E' ovvio che l'azienda ha facoltà di gestire la turnistica in modo tale da garantire la copertura di tutta la giornata ma abbiamo richiesto che, oltre ad assegnare più turni pomeridiani, per venire anche incontro ai lavoratori venga presa nuovamente in considerazione la possibilità di avere turni per i full time a partire dalle 8 di mattina (visto anche che i contatti outbound possono essere fatti a partire da quell'orario). Sicuramente la fascia oraria critica non subirebbe sostanziali modifiche, ma diminuirebbe l'arco temporale di "parcheggio" in position temporanee.

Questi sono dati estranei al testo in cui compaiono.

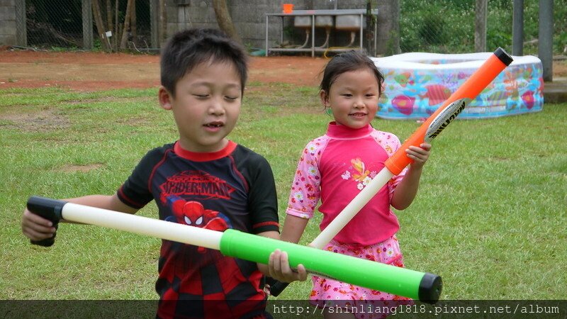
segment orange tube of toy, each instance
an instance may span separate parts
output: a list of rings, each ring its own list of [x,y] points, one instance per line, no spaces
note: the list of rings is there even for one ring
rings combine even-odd
[[[406,155],[405,150],[411,145],[420,146],[425,141],[429,142],[434,138],[459,115],[466,103],[473,100],[506,67],[510,65],[512,60],[512,57],[501,47],[494,51],[494,54],[404,142],[395,153],[386,160],[385,165],[388,169],[394,175],[400,174],[412,162],[412,160]],[[435,119],[439,118],[442,112],[446,113],[451,107],[454,107],[454,110],[451,114],[449,114],[449,116],[444,116],[442,123],[439,123],[435,128],[432,126],[435,124]],[[431,133],[428,135],[429,132]]]

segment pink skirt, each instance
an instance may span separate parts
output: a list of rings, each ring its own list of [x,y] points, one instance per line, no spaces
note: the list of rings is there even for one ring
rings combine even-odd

In merito a quest'ultimo tema vi invitiamo a metterci al corrente di eventuali anomalie che doveste riscontrare sulla prossima turnistica in emissione lunedì 8 novembre e chiediamo all'azienda di rispettare le direttive comunicate circa gli orari del reparto credito (8 - 20 e 8 - 16 il sabato) e quindi a non richiedere in futuro ai lavoratori di fare un turno che preveda l'uscita dopo le ore 20 (anche se solo su base volontaria).
A margine di questi temi abbiamo affrontato altri argomenti che vi illustriamo brevemente:
- la frequente loggatura: è legata esclusivamente ad un alto volume di service order sul mondo consumer e small business e non è correlata con la chiusura della commessa Vodafone a Milano.
- sicurezza sul lavoro: abbiamo richiesto nuovamente che venga fatta la prova di evacuazione in caso di emergenza e che vengano nominati gli addetti all'emergenza (ed aggiornati i pannelli informativi presenti nei locali aziendali).
- manutenzione interna: è stata richiesta la sistemazione dei pannelli mancanti nel soffitto del terzo piano e la riparazione della porta di ingresso al bagno degli uomini sempre al terzo piano.
Come RSU di Roma aspettiamo risposte concrete dall'azienda in merito a questi temi, ma principalmente sulle nostre garanzie occupazionali future. Mai come oggi ci sentiamo privati della nostra sedia e ci auguriamo che, oltre alla rigidità annunciata per chi viola le norme aziendali (vedi fotocopie e stampe personali, internet, pause), l'azienda si adoperi concretamente per non sfiduciare ulteriormente i lavoratori.
Ci teniamo anche a ribadire la nostra più ferma solidarietà ai colleghi di Milano che oltre a non avere più la sedia, non hanno più nè la commessa per la quale sono stati coattamente ceduti (unica garanzia occupazionale reale), nè una prospettiva di lavoro futuro.